Talks stall on policing Whiteclay

Published Tuesday April 20, 2004

LINCOLN – Tribal police for the Pine Ridge Indian Reservation in South Dakota will not provide law enforcement in the Nebraska border town of Whiteclay if the State of Nebraska will not pay for it, a tribal official said Monday.

Negotiations between the Oglala Sioux Tribe and Nebraska Attorney General Jon Bruning on a cross-deputization plan have slowed to a near halt over the issue.

Leon Romero, coordinator for the Judiciary Committee of the Oglala Sioux Tribal Council, said the council will discuss the issue during its next meeting, April 28 though April 30. He said the general consensus of the committee, the council and Tribal Chairman John Steele is to approve the cross-deputization agreement only on the condition that Nebraska provide $250,000 for the law enforcement services.

That is the amount that the Nebraska State Patrol has said it would cost for it to provide full-time law enforcement in Whiteclay. The unincorporated village just across the border from the Pine Ridge Reservation sells millions of cans of beer each year, mostly to residents of the officially dry reservation.

Bruning said his office is continuing to negotiate over a possible cross-deputization agreement with the tribe, even though negotiations are progressing slowly.

Romero said Nebraska should pay the tribe a share of liquor sales taxes paid in Whiteclay to cover law enforcement costs.

Bruning said that is unlikely to happen. He noted that the Legislature has repeatedly rejected legislation to share Whiteclay tax collections with the tribe.

“I respect their position, but it’s highly unlikely the state is willing to pay money to reach this agreement,” Bruning said. “We think this agreement would make Whiteclay safer.”
Bruning said the state has offered the tribe assistance in seeking federal funds to pay for detoxification and other services.
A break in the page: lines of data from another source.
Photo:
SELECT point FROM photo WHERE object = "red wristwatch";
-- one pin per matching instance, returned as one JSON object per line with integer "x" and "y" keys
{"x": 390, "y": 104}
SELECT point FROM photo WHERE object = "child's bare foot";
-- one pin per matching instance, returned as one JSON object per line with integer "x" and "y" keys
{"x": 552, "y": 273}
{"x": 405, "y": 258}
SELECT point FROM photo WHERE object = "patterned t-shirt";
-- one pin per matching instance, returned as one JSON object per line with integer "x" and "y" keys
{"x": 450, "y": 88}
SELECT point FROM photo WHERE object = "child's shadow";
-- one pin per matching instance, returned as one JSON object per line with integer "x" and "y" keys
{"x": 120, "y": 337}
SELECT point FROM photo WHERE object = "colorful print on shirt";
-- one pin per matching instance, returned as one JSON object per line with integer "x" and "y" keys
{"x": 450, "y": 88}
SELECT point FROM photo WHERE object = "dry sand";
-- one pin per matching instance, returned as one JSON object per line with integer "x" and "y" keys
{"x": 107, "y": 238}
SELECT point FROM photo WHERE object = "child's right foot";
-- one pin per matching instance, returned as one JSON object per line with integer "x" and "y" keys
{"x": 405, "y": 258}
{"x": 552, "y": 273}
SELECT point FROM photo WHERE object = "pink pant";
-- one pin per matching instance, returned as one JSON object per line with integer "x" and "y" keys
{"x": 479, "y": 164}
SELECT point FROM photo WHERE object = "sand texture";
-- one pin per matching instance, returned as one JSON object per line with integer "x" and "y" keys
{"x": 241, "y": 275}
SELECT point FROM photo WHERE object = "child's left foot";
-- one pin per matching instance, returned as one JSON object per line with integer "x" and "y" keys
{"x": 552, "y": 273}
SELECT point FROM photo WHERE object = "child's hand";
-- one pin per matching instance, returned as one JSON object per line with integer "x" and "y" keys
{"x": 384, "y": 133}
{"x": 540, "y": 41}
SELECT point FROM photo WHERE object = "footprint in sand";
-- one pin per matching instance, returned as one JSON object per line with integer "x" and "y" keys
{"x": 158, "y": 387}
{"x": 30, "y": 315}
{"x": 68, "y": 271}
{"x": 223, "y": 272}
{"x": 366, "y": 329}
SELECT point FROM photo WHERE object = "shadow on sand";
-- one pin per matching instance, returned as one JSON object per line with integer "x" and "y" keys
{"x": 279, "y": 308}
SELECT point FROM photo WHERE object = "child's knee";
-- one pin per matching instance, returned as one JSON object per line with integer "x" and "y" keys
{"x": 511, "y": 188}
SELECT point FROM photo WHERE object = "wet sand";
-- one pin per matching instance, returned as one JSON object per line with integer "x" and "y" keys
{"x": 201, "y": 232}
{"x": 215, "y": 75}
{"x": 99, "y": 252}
Romero said the cross-deputization issue is “not dead yet.” He said the tribe would like to meet with Bruning and Nebraska Gov. Mike Johanns to see if further agreement can be reached.

Meanwhile, the Nebraska Liquor Control Commission has set a hearing for Thursday on whether to reinstate a liquor license to one of the town’s beer-only outlets, the Arrowhead Inn. The commission canceled the license of Arrowhead Inn owner Don Schwarting last month after Schwarting’s felony conviction for selling used cars without a license.

Schwarting’s son, Jason, has asked for a liquor license to be issued in his name, said Hobart Rupe Jr., Liquor Commission executive director. Rupe said the commission examines such requests for replacement licenses carefully to avoid fraud.